Film ini juga mengeksplorasi fenomena "ghosting" melalui kisah Wyn dan Dani. Wyn, yang ditinggalkan tanpa penjelasan, memilih untuk pergi ke Korea Selatan demi mencari jawaban atas menghilangnya Dani. Tindakan Wyn ini mewakili perasaan tidak tuntas yang sering dialami oleh orang-orang yang diabaikan begitu saja dalam hubungan. Pencarian Wyn bukan hanya tentang menemukan Dani, tapi juga untuk mendapatkan closure atas hubungan mereka yang mengambang.
Karakter Rey, yang diperankan oleh Jerome Kurnia, adalah sosok penting dalam perjalanan Wyn. Meski terlihat sebagai pendamping, Rey sendiri memiliki kisah yang kompleks. Ketakutannya terhadap petugas imigrasi dan kesulitannya dalam menemukan pekerjaan menyoroti kondisi para imigran gelap yang seringkali berada di posisi terpinggirkan, berjuang di bawah tekanan yang hampir tak terlihat oleh masyarakat luas.

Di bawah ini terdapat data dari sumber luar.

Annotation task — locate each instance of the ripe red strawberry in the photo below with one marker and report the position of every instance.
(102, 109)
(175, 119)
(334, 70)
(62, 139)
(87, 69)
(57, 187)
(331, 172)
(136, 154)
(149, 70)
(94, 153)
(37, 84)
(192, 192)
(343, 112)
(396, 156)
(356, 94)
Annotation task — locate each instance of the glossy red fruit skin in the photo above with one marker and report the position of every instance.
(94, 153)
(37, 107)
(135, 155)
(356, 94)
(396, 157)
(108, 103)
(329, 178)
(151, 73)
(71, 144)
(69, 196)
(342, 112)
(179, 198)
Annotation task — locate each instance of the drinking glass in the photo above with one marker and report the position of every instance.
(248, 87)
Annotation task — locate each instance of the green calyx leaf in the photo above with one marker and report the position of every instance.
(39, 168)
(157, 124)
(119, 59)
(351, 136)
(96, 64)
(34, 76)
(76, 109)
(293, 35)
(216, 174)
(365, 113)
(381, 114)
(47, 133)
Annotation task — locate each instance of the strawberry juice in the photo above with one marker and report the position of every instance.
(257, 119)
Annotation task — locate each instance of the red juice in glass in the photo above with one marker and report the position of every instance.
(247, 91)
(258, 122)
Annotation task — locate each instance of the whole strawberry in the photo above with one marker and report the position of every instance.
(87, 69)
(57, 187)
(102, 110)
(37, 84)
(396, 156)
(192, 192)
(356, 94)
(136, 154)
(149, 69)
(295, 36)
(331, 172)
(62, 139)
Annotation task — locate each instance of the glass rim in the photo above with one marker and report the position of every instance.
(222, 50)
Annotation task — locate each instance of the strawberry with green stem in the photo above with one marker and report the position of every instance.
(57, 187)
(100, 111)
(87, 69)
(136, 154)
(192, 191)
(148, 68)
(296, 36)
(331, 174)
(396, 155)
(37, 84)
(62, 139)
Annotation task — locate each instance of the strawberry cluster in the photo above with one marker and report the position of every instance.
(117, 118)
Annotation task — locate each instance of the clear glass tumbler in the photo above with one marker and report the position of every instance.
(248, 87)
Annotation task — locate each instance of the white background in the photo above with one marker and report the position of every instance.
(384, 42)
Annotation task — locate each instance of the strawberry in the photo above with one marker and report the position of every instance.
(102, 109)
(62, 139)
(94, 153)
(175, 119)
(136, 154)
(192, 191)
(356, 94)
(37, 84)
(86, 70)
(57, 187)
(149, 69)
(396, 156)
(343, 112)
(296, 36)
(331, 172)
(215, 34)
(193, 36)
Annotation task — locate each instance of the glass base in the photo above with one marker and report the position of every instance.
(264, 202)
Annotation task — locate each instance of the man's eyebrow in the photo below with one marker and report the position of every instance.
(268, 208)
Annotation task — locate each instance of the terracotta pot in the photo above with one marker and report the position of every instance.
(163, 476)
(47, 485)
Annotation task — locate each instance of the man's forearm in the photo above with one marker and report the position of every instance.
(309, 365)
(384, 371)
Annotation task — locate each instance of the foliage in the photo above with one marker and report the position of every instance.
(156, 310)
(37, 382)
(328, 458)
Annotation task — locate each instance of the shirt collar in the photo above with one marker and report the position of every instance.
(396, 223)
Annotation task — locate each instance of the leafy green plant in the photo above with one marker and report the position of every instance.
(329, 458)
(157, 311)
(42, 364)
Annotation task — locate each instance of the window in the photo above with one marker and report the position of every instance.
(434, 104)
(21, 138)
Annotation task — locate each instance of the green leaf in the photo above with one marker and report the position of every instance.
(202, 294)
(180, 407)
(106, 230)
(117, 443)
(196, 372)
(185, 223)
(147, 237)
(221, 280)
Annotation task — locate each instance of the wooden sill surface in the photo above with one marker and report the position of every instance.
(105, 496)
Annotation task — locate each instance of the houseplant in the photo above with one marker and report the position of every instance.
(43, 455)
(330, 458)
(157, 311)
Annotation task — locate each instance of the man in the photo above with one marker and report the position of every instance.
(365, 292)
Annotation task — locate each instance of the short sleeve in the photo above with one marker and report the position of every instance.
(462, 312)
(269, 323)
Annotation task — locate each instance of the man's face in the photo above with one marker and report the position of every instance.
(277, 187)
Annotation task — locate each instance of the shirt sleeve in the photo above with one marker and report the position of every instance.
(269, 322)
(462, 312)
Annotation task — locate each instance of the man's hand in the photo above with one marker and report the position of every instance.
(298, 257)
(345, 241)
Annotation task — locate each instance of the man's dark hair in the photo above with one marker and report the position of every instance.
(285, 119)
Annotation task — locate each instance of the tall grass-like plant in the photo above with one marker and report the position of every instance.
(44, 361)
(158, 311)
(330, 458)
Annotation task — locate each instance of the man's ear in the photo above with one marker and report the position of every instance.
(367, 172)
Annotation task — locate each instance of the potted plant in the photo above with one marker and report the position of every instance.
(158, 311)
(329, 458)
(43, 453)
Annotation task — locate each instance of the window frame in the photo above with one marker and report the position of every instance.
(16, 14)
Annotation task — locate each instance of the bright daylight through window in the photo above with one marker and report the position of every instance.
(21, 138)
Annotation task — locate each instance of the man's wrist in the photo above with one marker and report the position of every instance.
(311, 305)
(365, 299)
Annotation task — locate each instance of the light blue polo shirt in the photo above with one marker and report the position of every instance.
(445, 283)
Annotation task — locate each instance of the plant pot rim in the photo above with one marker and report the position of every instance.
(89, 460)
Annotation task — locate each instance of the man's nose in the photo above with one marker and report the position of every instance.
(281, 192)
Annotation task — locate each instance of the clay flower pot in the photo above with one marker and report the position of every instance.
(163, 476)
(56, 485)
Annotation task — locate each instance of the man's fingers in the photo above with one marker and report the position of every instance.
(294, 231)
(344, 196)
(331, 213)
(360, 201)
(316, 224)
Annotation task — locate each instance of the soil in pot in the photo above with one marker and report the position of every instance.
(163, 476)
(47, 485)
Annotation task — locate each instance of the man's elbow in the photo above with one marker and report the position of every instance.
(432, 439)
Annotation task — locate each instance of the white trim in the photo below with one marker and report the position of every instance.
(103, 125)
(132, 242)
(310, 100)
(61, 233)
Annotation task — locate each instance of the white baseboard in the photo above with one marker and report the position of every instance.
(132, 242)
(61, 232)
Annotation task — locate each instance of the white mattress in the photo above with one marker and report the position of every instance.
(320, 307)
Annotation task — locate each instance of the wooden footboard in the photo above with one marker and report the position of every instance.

Salah satu kelemahan dalam Sampai Jumpa, Selamat Tinggal terletak pada kurangnya pendalaman terhadap isu-isu yang diangkat, terutama terkait hubungan Wyn dan Dani. Meskipun film ini menjadikan hubungan mereka sebagai pendorong utama cerita, tidak banyak informasi yang diberikan tentang bagaimana dinamika hubungan mereka sebelumnya atau apa yang membuat Wyn begitu bertekad untuk menemukan Dani.
Tanpa konteks emosional yang jelas, motivasi Wyn untuk melakukan perjalanan besar ini terasa agak datar. Penonton mungkin sulit untuk memahami atau merasakan sepenuhnya apa yang mendorong Wyn nekat pergi ke Korea Selatan hanya dengan informasi minim tentang hubungan mereka. Begitu pula dengan karakter Dani yang tetap terasa jauh dan misterius sepanjang film. Kita hanya tahu bahwa ia menghilang, namun tidak pernah benar-benar diperlihatkan alasan atau latar belakang kuat mengapa ia melakukan ghosting terhadap Wyn.
Selain itu, setiap karakter dalam film ini juga tampak kurang dibangun secara menyeluruh. Rey, meskipun berperan penting dalam membantu Wyn, hanya diberi sedikit ruang untuk mengeksplorasi latar belakangnya sebagai imigran gelap. Meski ada adegan yang menunjukkan ketakutannya terhadap pihak imigrasi dan kesulitannya dalam menemukan pekerjaan, film hanya memberikan gambaran sekilas tanpa benar-benar mengeksplorasi trauma atau tekanan yang Rey hadapi. Akibatnya, cerita terasa dangkal, padahal konflik-konflik seperti ini bisa menggali lebih banyak nuansa sosial dan emosional yang akan memberikan kedalaman pada keseluruhan narasi.
Secara keseluruhan, isu-isu yang dihadirkan dalam film ini memang menarik dan relevan, namun sayangnya hanya disentuh di permukaan. Film ini berpotensi untuk menjadi lebih mendalam dan emosional jika saja para karakter dan konflik mereka dijelaskan dengan lebih detail, sehingga penonton bisa merasakan ketegangan dan perjuangan mereka dengan lebih intens. Tanpa pengembangan yang cukup, beberapa bagian cerita terasa kurang menggugah secara emosional, dan pesan-pesan penting yang ingin disampaikan terasa kurang menyentuh.